CHAPTER 1: The Maid With No Name
Alina’s POV
Aiden Sinclair didn’t believe in coincidences.
Everything in his life was a calculated move on a very expensive chessboard—corporate takeovers, power dinners, betrayals cloaked as loyalty. Control was his currency, and he dealt in it with ruthless precision. He didn’t allow chaos, and he never lost.
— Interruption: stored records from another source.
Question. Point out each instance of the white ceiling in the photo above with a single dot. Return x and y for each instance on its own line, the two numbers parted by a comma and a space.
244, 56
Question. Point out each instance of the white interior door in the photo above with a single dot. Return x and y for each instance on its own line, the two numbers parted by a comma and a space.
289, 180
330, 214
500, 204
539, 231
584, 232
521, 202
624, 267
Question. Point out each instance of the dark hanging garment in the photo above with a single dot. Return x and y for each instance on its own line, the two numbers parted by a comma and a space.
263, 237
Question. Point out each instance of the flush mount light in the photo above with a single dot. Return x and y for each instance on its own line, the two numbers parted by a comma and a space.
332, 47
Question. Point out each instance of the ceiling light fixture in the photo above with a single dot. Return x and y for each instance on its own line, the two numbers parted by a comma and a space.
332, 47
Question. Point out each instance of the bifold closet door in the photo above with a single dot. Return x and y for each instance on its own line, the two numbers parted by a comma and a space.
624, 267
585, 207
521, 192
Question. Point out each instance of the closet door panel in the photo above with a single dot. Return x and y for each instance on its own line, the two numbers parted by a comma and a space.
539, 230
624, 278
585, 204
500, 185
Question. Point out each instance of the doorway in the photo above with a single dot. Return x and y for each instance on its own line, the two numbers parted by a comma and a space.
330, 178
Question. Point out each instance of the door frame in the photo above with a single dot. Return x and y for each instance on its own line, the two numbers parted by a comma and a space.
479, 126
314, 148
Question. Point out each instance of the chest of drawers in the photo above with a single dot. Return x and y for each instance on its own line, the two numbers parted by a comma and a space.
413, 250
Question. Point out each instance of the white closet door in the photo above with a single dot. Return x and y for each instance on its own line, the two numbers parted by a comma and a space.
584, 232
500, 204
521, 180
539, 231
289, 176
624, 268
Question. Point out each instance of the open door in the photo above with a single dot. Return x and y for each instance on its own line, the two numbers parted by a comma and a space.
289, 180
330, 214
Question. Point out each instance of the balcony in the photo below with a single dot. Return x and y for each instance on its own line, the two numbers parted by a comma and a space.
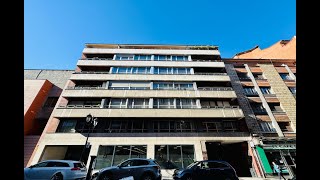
82, 111
203, 92
93, 75
148, 63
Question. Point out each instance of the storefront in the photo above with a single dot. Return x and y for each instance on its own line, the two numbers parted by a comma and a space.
282, 152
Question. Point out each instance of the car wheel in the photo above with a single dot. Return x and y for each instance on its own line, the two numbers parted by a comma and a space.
187, 177
57, 177
105, 177
147, 177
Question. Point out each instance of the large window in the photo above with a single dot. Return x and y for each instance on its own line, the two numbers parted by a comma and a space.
163, 103
131, 70
114, 155
172, 85
267, 127
170, 58
172, 126
266, 90
186, 103
142, 57
67, 126
134, 85
171, 70
250, 91
174, 156
124, 57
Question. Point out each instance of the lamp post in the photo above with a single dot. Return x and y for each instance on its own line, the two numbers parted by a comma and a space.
91, 122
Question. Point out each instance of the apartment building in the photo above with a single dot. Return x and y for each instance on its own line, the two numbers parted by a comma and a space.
42, 88
171, 103
265, 84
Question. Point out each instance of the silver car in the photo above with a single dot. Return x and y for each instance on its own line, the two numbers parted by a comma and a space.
56, 170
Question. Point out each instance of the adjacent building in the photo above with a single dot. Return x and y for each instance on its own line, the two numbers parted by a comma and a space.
265, 84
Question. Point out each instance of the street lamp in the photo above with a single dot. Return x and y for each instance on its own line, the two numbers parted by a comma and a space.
91, 122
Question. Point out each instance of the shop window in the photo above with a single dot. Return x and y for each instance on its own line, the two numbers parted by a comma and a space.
174, 156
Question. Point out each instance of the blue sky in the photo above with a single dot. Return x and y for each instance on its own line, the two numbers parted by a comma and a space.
55, 31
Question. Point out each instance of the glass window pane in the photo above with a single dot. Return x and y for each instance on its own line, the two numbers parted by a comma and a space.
161, 155
104, 157
175, 159
187, 155
121, 154
138, 151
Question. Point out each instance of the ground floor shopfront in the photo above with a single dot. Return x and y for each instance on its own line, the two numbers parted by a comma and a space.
169, 152
280, 151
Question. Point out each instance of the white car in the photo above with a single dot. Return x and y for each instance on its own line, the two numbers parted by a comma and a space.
56, 170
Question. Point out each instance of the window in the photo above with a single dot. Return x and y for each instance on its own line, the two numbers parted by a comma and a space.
258, 76
67, 126
250, 91
114, 155
138, 103
179, 58
51, 102
267, 127
230, 126
124, 57
266, 90
292, 90
171, 70
186, 103
258, 108
118, 103
122, 85
172, 85
275, 107
162, 57
163, 103
174, 156
131, 70
142, 57
212, 126
285, 76
243, 76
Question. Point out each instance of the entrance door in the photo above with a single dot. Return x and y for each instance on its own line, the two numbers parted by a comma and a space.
234, 153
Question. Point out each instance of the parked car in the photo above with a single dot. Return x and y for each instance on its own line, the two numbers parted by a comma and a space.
207, 169
138, 168
56, 170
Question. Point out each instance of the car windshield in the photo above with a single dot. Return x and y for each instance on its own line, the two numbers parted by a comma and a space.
192, 164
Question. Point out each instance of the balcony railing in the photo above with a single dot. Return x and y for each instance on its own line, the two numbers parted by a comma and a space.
111, 59
215, 89
106, 72
269, 95
278, 112
244, 79
144, 107
85, 87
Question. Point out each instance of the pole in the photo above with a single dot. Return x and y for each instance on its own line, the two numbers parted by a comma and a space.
85, 145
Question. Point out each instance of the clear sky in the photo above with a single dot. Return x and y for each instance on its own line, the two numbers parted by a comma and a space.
55, 31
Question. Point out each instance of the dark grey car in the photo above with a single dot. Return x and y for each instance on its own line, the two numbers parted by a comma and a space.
207, 169
139, 168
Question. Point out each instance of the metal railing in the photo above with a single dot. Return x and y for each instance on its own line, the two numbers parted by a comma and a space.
220, 107
111, 59
215, 88
144, 107
106, 72
85, 87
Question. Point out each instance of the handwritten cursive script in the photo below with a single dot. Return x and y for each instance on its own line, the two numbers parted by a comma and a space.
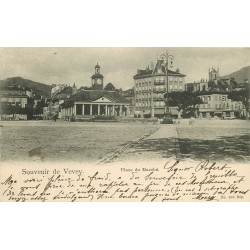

Which was why, when he found a barefoot maid standing outside his private study at 2:04 a.m., staring at the locked door like it held the answers to the universe, his thoughts didn’t lean toward innocence.
He chalked it up to something else entirely.
Fate. Or worse—espionage.
“You lost?” His voice cut through the silence, low and cold, like a blade dragged across glass.
The girl jolted as if pulled from a trance. She turned toward him sharply, posture stiff and alert. The feather duster in her hand dropped to the floor with a soft thud. Her hair was a mess of curls, hastily tied back in a bun that had clearly lost the fight hours ago. Her uniform hung a little loose, as though she’d grabbed someone else’s by mistake. Nothing about her looked prepared.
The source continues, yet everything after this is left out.